Nor are those pat downs likely to be effective in anything other than causing humiliation, pain, and trauma—or maybe in driving more passengers to opt for the scanners, which seems to be at least part of their real motive. Some TSA agents are no doubt themselves embarrassed and unhappy about what their paycheck now requires, but others seem to enjoy the opportunity to exercise power over others. And higher up, the motives are not just the usual security theater, but the even more usual money to be made.
Former DHS head Michael Chertoff is now a lobbyist for Rapiscan, which manufactures one of the machines in use. Other major manufacturers of the devices have retained K Street Lobbyists including former republican congresswoman Helen Delich Bentley of Maryland, former republican Senator Al D'Amato of New York, and a number of former congressional staffers. The CEO of one manufacturer accompanied President Obama on his latest trade junket to India.

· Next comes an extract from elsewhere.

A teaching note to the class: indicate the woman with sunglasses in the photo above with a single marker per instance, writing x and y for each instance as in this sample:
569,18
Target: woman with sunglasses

I bet they weren't irradiated or groped.
Most people in the US seem to be unhappy about the new TSA procedures. A recent Zogby poll showed that 61% of those surveyed oppose Full Body Scans and TSA Pat Downs; and 48% Will Seek Alternatives to Flying. The ACLU reports over 900 complaints have been filed in the last month. The Electronic Privacy and Information Center and other organizations have petitioned the Department of Homeland Security for an end to the use of the scanners. And a number of websites have made it easy to write to lawmakers and other government officials to protest. More creative protests have involved folks stripping down to their underwear or swimsuits, though doing so has not always resulted in exemption from the so called pat-down.
While some of the right wing is calling for a switch to racial profiling, there's some concern this may actually be happening already anyway, since the TSA makes no effort to keep track of who is or isn't pulled aside for extra screening. Moreover, as some have pointed out, people with disabilities or medical implants have long been subjected to extra screening, and the recent uproar may just be a sign that the invasive policing commonly faced by people of color has now been extended to the white and middle class. As Glenn Ford of Black Agenda Report notes, "Yes – federal search policies at airports are a sign of a growing police state. But the police state has long been in effect in Black America."
As Kristian Williams, author of Our Enemies in Blue, has pointed out, the modern police force has roots in the history of colonialism and slavery, and functions as the armed defender of a violent and unequal status quo. As the economy increasingly divides rich from poor, policing becomes more intrusive, in the interests of pacifying an increasingly restive population.
So while Americans left and right seem united in opposing the current intrusions of the TSA, we need to make clear that the solution will not lie in scapegoating some groups or singling them out for intrusive policing, but instead in creating a more equitable world, in which we can all look out for each other, and no one can profit from another's humiliation.